Let $X$ be a complete metric space and $Y$ be a subspace of $X$. Prove that $Y$ is complete iff it is closed.
My attempt: Firstly, suppose that $Y$ is closed. We want to show that $Y$ is complete.
Let $\{y_{n}\}$ be a Cauchy sequence in $Y$.Since, $Y$ is a subspace of $X$. So $\{y_{n}\}$ be a Cauchy in $X$ too.
Since, $X$ is a complete metric space. This implies that every Caucht sequence in $X$ converges in $X$. This implies the Cauchy sequence $\{y_{n}\}$ converges to $y$(say).
Since $Y$ is closed; so it contains all of its limit points. This implies $y \in Y$.
This shows that every Cauchy sequence $Y$ is convergent. Hence, $Y$ is complete.
Converse: Suppose that $Y$ is complete. We want to show $Y$ is closed.
Let $\{y_{n}\}$ be a Cauchy sequence in $Y$.
Since $Y$ is complete. This implies that every Cauchy sequence in $Y$ converges to a limit (say $y$) and $y \in Y$.
This implies $\{y_{n}\}$ converges to $y$ and $y \in Y$. This implies $Y$ contains all of its limit points.
Hence, $Y$ is closed.
Can anyone suggest me, is idea correct to proof this result?

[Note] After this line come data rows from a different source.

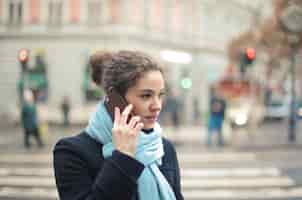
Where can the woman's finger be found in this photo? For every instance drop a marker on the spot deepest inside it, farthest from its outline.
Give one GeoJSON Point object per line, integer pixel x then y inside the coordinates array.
{"type": "Point", "coordinates": [125, 114]}
{"type": "Point", "coordinates": [134, 121]}
{"type": "Point", "coordinates": [117, 116]}
{"type": "Point", "coordinates": [138, 127]}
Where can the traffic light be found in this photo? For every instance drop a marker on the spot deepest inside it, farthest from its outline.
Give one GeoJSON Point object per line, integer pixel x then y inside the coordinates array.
{"type": "Point", "coordinates": [23, 56]}
{"type": "Point", "coordinates": [247, 58]}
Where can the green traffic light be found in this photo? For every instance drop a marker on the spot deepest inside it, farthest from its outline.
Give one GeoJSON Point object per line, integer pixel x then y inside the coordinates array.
{"type": "Point", "coordinates": [186, 83]}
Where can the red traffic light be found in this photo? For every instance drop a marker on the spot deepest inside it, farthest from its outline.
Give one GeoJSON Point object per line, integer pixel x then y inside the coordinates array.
{"type": "Point", "coordinates": [250, 53]}
{"type": "Point", "coordinates": [23, 55]}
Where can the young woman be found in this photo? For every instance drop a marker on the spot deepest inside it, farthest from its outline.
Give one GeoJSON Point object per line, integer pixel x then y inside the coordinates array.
{"type": "Point", "coordinates": [125, 158]}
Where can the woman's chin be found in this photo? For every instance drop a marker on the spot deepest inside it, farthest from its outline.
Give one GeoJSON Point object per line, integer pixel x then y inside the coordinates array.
{"type": "Point", "coordinates": [149, 125]}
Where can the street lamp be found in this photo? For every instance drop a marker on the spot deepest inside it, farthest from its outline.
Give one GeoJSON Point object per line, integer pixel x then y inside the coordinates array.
{"type": "Point", "coordinates": [291, 22]}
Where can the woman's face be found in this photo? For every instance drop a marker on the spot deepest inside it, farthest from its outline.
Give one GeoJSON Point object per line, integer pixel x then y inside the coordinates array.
{"type": "Point", "coordinates": [146, 96]}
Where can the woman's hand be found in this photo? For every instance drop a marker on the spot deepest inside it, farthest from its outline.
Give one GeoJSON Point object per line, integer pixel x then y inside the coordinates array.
{"type": "Point", "coordinates": [125, 134]}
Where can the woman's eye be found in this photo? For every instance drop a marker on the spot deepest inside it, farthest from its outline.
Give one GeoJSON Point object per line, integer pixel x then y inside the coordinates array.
{"type": "Point", "coordinates": [145, 96]}
{"type": "Point", "coordinates": [162, 95]}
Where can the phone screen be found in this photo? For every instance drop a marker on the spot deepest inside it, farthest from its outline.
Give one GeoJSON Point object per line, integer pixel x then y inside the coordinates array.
{"type": "Point", "coordinates": [114, 99]}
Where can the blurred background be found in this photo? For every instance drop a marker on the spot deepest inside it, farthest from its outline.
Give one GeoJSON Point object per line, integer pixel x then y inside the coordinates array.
{"type": "Point", "coordinates": [235, 61]}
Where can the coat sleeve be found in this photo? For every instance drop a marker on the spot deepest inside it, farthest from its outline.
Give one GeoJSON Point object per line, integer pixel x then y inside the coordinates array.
{"type": "Point", "coordinates": [116, 179]}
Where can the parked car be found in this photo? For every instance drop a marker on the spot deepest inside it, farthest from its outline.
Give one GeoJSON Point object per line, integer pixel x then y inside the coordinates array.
{"type": "Point", "coordinates": [277, 110]}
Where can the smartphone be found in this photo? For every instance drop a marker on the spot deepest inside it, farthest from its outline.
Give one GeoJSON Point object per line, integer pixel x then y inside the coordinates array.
{"type": "Point", "coordinates": [114, 99]}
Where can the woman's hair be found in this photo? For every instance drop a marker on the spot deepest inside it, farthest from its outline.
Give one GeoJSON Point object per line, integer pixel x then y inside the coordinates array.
{"type": "Point", "coordinates": [120, 70]}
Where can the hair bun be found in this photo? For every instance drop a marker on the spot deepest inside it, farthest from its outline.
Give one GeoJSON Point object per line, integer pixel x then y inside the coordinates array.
{"type": "Point", "coordinates": [97, 64]}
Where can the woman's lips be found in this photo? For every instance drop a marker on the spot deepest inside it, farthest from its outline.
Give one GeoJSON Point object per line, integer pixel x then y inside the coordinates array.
{"type": "Point", "coordinates": [151, 118]}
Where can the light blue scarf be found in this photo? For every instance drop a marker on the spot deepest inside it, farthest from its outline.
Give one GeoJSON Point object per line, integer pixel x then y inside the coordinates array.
{"type": "Point", "coordinates": [152, 185]}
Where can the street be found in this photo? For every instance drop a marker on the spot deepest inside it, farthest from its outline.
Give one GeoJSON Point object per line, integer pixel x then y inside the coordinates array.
{"type": "Point", "coordinates": [266, 168]}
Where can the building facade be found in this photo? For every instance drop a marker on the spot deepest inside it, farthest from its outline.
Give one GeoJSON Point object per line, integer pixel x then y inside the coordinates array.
{"type": "Point", "coordinates": [67, 31]}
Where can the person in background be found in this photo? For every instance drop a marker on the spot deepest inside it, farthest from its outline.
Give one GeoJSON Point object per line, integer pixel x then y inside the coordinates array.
{"type": "Point", "coordinates": [217, 115]}
{"type": "Point", "coordinates": [125, 157]}
{"type": "Point", "coordinates": [29, 120]}
{"type": "Point", "coordinates": [65, 108]}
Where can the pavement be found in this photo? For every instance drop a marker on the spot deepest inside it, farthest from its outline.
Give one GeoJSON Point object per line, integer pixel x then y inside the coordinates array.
{"type": "Point", "coordinates": [256, 167]}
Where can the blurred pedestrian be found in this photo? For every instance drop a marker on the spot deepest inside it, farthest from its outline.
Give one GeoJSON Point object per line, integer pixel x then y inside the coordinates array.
{"type": "Point", "coordinates": [65, 109]}
{"type": "Point", "coordinates": [217, 115]}
{"type": "Point", "coordinates": [118, 155]}
{"type": "Point", "coordinates": [173, 109]}
{"type": "Point", "coordinates": [29, 120]}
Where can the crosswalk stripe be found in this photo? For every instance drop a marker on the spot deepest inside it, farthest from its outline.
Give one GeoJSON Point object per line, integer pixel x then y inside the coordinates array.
{"type": "Point", "coordinates": [244, 194]}
{"type": "Point", "coordinates": [27, 181]}
{"type": "Point", "coordinates": [28, 193]}
{"type": "Point", "coordinates": [238, 183]}
{"type": "Point", "coordinates": [234, 172]}
{"type": "Point", "coordinates": [26, 171]}
{"type": "Point", "coordinates": [211, 157]}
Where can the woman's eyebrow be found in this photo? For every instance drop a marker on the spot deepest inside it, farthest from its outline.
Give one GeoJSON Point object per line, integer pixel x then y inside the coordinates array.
{"type": "Point", "coordinates": [150, 90]}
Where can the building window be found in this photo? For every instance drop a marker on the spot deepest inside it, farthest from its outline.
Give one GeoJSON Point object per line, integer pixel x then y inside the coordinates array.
{"type": "Point", "coordinates": [94, 12]}
{"type": "Point", "coordinates": [136, 12]}
{"type": "Point", "coordinates": [34, 11]}
{"type": "Point", "coordinates": [177, 15]}
{"type": "Point", "coordinates": [55, 13]}
{"type": "Point", "coordinates": [35, 78]}
{"type": "Point", "coordinates": [92, 92]}
{"type": "Point", "coordinates": [15, 12]}
{"type": "Point", "coordinates": [74, 7]}
{"type": "Point", "coordinates": [157, 14]}
{"type": "Point", "coordinates": [114, 11]}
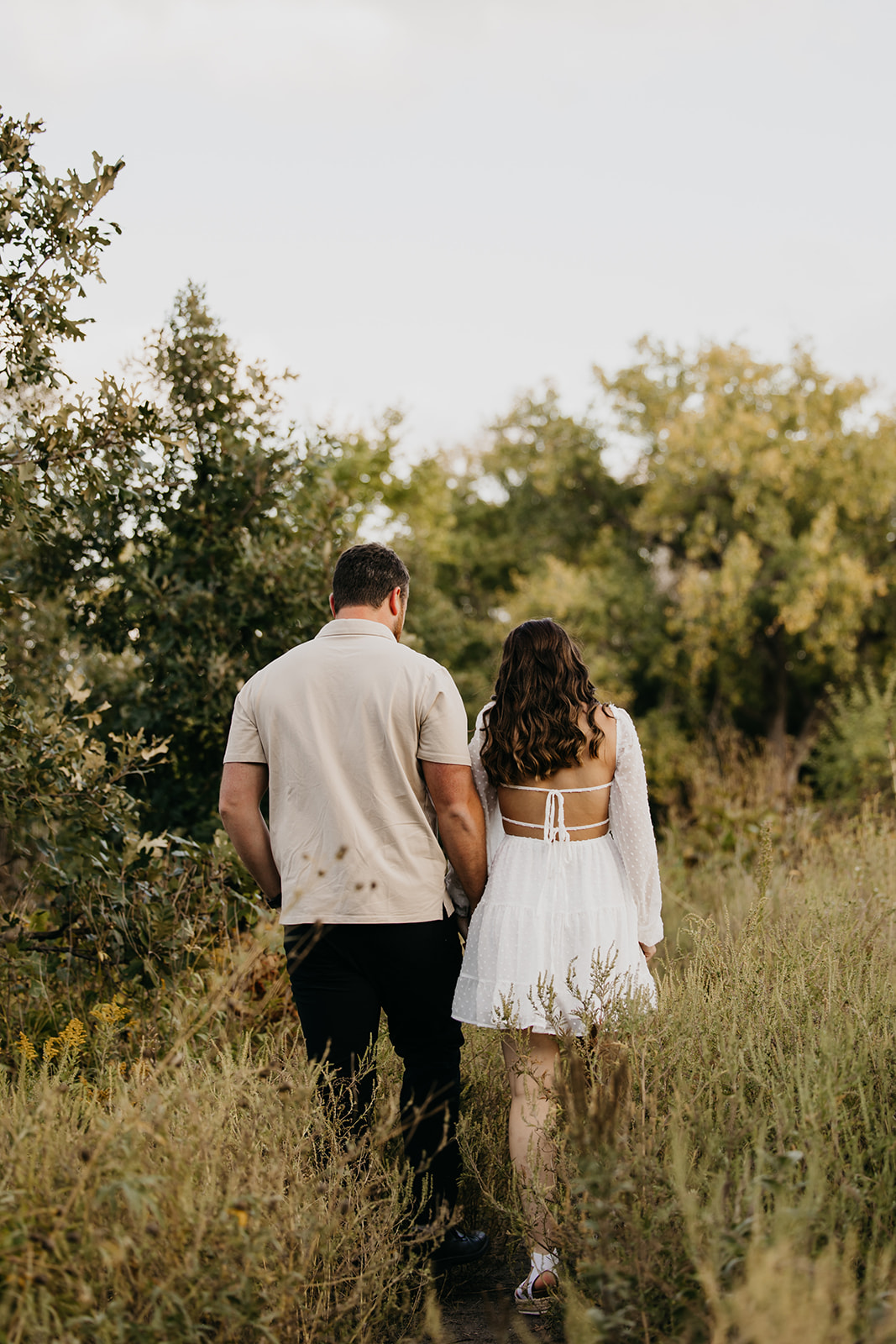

Your proof that $Y$ is closed isn’t complete: you haven’t actually shown that if $x\in X$ is an arbitrary limit point of $Y$, then $x\in Y$. For this you have to start with an arbitrary limit point $x$ of $Y$. $X$ is a metric space, so there is a sequence $\langle y_n:n\in\Bbb N\rangle$ in $Y$ that converges to $x$. This sequence is of course Cauchy, so it must converge to a point of $Y$. But in a metric space — indeed, in any Hausdorff space — a sequence cannot converge to two different points, so $x$ must be in $Y$. Thus, $Y$ contains all of its limit points and is therefore closed.